Don't be Programming Languages researchers

Instead of being a judgement of what PL research should be, this short post is simply a reflection of my research interests and what role PL plays into it.

During a recent PLDG talk, the speaker said, “I think that, as a community, PL people have a moral responsibility to step in and say, No, you’re having fun wrong!” While I have no qualms about the comment itself (researchers should be able to not take themselves seriously sometimes), it led me to think about the way PL research is applied in new domains. The speaker usually starts with an overview of the domain and talks about the current state of the art of programming languages and tools in it. They then go on to point out that most tools and languages fail to make use of some amazing and well known PL technique. Then they describe their work which applies the aforementioned PL technique and build cool and interesting language abstractions with the promise of building better and improved tools for the domain.

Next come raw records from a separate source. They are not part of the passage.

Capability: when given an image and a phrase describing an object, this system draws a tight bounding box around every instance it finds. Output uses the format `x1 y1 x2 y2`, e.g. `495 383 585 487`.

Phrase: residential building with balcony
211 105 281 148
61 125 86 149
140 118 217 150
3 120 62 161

While I strongly endorse PL techniques and research being applied in new domains, this story demonstrates a fundamental issue for me: Application of PL techniques is done retrospectively. PL researchers are not there when a domain is shaping up and people trying to build tools and programming languages for that domain. Only once people have made build these tools, which in turn cement themselves into domain, do PL researchers come into the scene and apply their cool techniques.

So here is my solution: We should stop being PL researchers. Or put in a more nuanced manner, PL researchers should take it upon themselves to specialize heavily into new domains and apply PL techniques in those domains. Programming languages are the most fundamental way of communicating intent to computers. As PL researchers, we should be helping people from other domains to do this exactly.